According to the Carnegie Mellon University (CMU) Software engineering Institute (SEI), there are 11 characteristics for effective security governance:
- Enterprise-wide issue: Security is managed as an enterprise issue, horizontally, vertically, and cross-functionally throughout the organization in every level.
- Leaders are accountable: Executive leaders understand their accountability and responsibility with respect to security for the organization, for their stakeholders, for the communities they serve, and for the protection of critical national infrastructures as well as economic and national security interests
- Viewed as business requirement: Security is viewed as a business requirement that directly aligns with strategic goals, enterprise objectives, risk management plans, compliance requirements, and top-level policies.
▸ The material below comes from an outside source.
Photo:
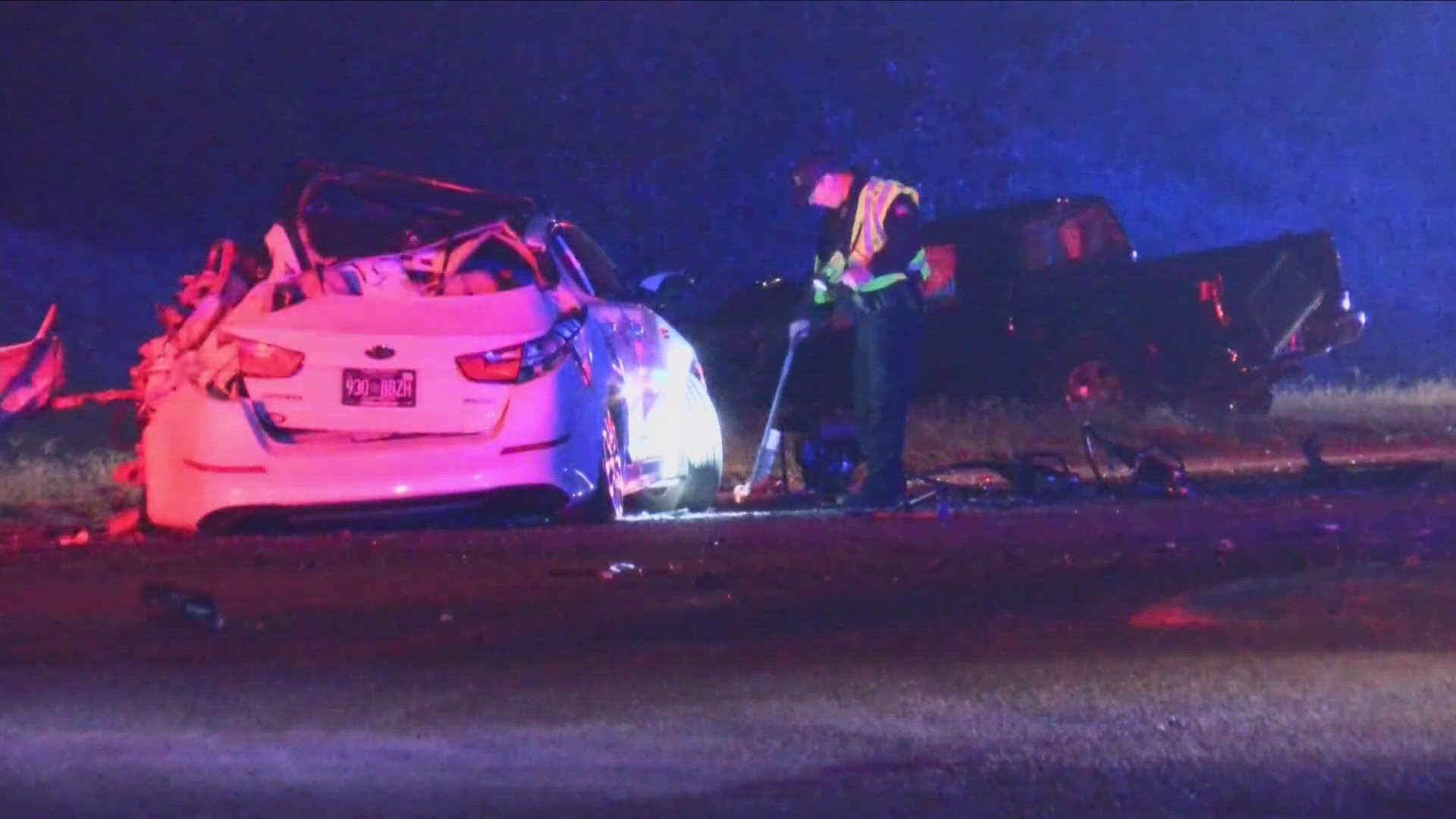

- Risk-based: Determining how much security is enough is based upon the risk exposure an organization is willing to tolerate, including compliance and liability risks, operational disruptions, reputational harm, and financial loss.
- Roles, Responsibilities, and Segregation of Duties Defined: Security roles and responsibilities for business leaders are denoted by separate lines of reporting and a clear delineation of responsibilities that consider segregation of duties, accountability, and risk management.
- Addressed and Enforced in Policy: Security requirements are implemented through well-articulated policies and procedures which are supported by people, procedural, and technical solutions including controls, training, monitoring, and enforcement.
- Adequate Resources Committed: Key personnel, including IT and security staff, have adequate resources, authority, and time to build and maintain core competencies in enterprise security
- Staff Aware and Trained: All personnel who have access to digital assets understand their daily responsibilities to protect and preserve the organization’s security posture
- A Development Life Cycle Requirement: Security requirements are addressed throughout all system/software development life cycle phases including acquisition, initiation, requirements engineering, system architecture and design, development, testing, operations, maintenance, and retirement.
- Planned, Managed, Measurable, and Measured: Security is considered an integral part of normal strategic, capital, and operational planning cycles.
- Reviewed and Audited: The board risk and audit committees conduct regular reviews and audits of the Enterprise Security Program (ESP).
From these criteria we can conclude:
- How can you ensure non-IT people will not click into a spear-phishing URL or plug in an unknown USB just to check its content? Information security training and awareness are a MUST for every employee.
- Budgets are smaller everytime and risks are bigger and broader. Information security solutions are composed of people, process, governance and technology, not just technology. You need to find innovate ways to keep a cost-effective relation when implementing the controls needed in your risk treatment plan.
- Risk maps need to be kept updated. If you use information security risk maps appliable to your industry and won’t build your own maps, you will eventually miss a critical risk and it will cost you big time and resources to control it.
- Information Security must be a requirement for every project in the organization, not just the IT ones. This is vital for digital transformation efforts.
- Information Security is management system that has many actors inside an organization. There is a main team that leads all the efforts and need to have the adequate amount of resources to make sure the treatment plan is up to date.
- Information security reports to management need to be done in business writing. If the information security efforts can reflect how they are improving business performance, they are going to the right direction.